Aslında Olimpiyatlar’a iyi başladık. İlk gün tekvandodan gelen iki madalyanın dışında Filenin Sultanları’nın son Olimpiyat Şampiyonu Çin’i 3-0 yenmesi büyük moral olmuştu...
Ancak aradan günler geçti ve bir sessizlik dönemi yaşanınca suratlar asılmış ve “acaba yine bir hezimet yaşar mıyız?” endişesi başlamıştı...

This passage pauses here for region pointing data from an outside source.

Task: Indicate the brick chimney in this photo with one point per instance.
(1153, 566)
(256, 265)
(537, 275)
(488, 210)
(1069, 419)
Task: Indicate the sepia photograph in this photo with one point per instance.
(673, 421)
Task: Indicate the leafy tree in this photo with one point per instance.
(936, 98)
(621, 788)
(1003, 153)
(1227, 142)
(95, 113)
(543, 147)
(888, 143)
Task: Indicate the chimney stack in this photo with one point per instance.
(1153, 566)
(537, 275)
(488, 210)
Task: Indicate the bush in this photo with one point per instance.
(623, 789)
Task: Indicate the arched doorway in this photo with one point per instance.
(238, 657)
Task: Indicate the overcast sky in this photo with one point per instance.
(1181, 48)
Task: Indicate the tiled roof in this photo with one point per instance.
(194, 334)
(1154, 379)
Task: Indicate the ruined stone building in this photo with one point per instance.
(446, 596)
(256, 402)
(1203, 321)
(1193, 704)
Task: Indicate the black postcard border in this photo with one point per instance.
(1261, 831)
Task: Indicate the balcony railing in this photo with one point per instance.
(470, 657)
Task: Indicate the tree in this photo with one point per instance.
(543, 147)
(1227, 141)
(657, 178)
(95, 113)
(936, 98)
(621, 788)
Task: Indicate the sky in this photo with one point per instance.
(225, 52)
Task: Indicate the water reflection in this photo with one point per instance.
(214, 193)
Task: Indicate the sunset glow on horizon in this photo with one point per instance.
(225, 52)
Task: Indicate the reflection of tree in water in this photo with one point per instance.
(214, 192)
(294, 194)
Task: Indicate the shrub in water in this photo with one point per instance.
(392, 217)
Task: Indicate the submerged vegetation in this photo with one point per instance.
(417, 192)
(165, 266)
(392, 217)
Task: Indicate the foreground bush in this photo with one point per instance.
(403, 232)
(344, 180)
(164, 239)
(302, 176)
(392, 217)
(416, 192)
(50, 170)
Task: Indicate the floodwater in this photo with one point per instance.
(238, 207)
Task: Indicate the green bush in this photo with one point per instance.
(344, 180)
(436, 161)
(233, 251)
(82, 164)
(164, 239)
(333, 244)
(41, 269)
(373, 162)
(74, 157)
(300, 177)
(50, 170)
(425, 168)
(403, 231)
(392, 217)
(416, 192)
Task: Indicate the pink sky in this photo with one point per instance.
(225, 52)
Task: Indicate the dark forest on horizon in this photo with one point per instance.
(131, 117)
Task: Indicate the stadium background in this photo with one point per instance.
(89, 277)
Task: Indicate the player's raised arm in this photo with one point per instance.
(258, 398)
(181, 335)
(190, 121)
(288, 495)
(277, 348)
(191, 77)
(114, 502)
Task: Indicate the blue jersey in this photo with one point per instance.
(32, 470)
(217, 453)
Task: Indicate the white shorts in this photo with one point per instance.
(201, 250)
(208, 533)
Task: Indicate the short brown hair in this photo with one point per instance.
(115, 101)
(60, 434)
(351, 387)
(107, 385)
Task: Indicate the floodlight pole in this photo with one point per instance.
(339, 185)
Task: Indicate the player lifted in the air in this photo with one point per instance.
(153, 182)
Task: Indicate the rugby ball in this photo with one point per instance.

Bu, zaman zaman yaşanılan bir süreç. Oysa geride madalya depomuz branşlar vardı ama yine de insanlarda ister istemez bir panik havası başlıyordu...
***
İşte tam o sırada bir genç sahneye çıktı, gidişatı değiştirdi, o güne kadar hiç yaşanmayanları yaşattı, başarılamayanı başardı, kazanılamayan madalyayı kazandırdı ve Türkiye’ye okçulukta altın madalya getirdi...
Aynı zamanda da Olimpiyatlar’a damga vuran sporculardan biri, Türkiye’nin de yeni kahramanı oldu...
***
Tabii gidişata dur dedi, kafileye yeniden moral verdi, Buse Naz Çakıroğlu’nun deyimiyle “ilham” kaynağı oldu... Sporcularımızın bütününün moral motivasyonunu tavan yaptırdı...
Yani, “okçulukta bile olduysa” inancını vizyona koydu ve “Hiç bir şey imkansız değil” sloganını yeniden hatırlattı...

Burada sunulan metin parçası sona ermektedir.